Indexer Module¶

The indexer module provides functionality for indexing DFTracer trace files (.pfw / .pfw.gz) backed by a .dftindex RocksDB store. The top-level Indexer follows a resolve / build pattern over a directory or file list and exposes the higher index tiers (checkpoints, bloom filters, manifests, aggregation). CheckpointIndexer is the lower-level single-file interface used for checkpoint-level operations.

Indexer Class¶

class dftracer.utils.Indexer(directory: str = '', files: list[str] | None = None, index_dir: str = '', require_checkpoint: bool = True, require_bloom: bool = True, require_manifest: bool = True, require_aggregation: bool | AggregationConfig | None = None, checkpoint_size: int = 33554432, parallelism: int = 0, force_rebuild: bool = False, runtime: Runtime | None = None)[source]¶

Bases: object

High-level indexer for building and managing trace indexes.

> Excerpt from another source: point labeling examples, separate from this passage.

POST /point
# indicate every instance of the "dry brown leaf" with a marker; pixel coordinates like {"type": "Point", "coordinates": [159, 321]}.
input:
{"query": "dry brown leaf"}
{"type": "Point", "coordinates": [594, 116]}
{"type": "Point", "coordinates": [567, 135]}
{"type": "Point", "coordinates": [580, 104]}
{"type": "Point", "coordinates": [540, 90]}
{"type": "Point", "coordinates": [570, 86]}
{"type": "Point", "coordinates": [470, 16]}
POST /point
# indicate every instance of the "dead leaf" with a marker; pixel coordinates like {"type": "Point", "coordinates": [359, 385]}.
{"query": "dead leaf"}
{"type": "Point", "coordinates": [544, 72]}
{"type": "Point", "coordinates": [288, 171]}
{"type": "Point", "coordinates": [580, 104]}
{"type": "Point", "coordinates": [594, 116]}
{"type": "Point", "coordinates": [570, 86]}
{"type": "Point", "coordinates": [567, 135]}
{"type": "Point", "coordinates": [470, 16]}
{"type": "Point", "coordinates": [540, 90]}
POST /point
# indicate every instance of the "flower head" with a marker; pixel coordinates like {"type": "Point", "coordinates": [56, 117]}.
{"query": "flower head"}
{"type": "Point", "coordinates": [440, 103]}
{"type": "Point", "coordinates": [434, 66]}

Supports tiered indexing: - Tier 1: Checkpoints (for random access) - Tier 2: Bloom filters and manifests (for fast filtering) - Tier 3: Aggregation data (config-dependent)

At least one of ‘directory’ or ‘files’ must be provided.

Parameters:

directory (str) – Directory containing trace files (.pfw/.pfw.gz).
files (List[str] | None) – List of specific file paths to index.
index_dir (str) – Directory for .dftindex stores (default: next to files).
require_checkpoint (bool) – Build checkpoint tier (default True).
require_bloom (bool) – Build bloom filter tier (default True).
require_manifest (bool) – Build manifest tier (default True).
require_aggregation (bool | AggregationConfig | None) – Aggregation config or True for defaults (default None).
parallelism (int) – Number of parallel workers (0 = all cores).
force_rebuild (bool) – Force rebuild even if index exists.
runtime (Runtime | None) – Runtime for executor parallelism (default: global runtime).

Example

>>> indexer = Indexer("/path/to/traces")
>>> indexer.ensure_indexed()  # builds checkpoint, bloom, manifest

>>> # With explicit file list
>>> indexer = Indexer(files=["/path/to/trace1.pfw.gz", "/path/to/trace2.pfw.gz"])
>>> indexer.ensure_indexed()

>>> # With aggregation
>>> indexer = Indexer(
...     "/path/to/traces",
...     require_aggregation=AggregationConfig(time_interval_ms=1000),
... )
>>> indexer.ensure_indexed()  # fused pass with aggregation

close()[source]¶: Release resources.

property aggregation_config: AggregationConfig | None¶: Aggregation configuration, if enabled.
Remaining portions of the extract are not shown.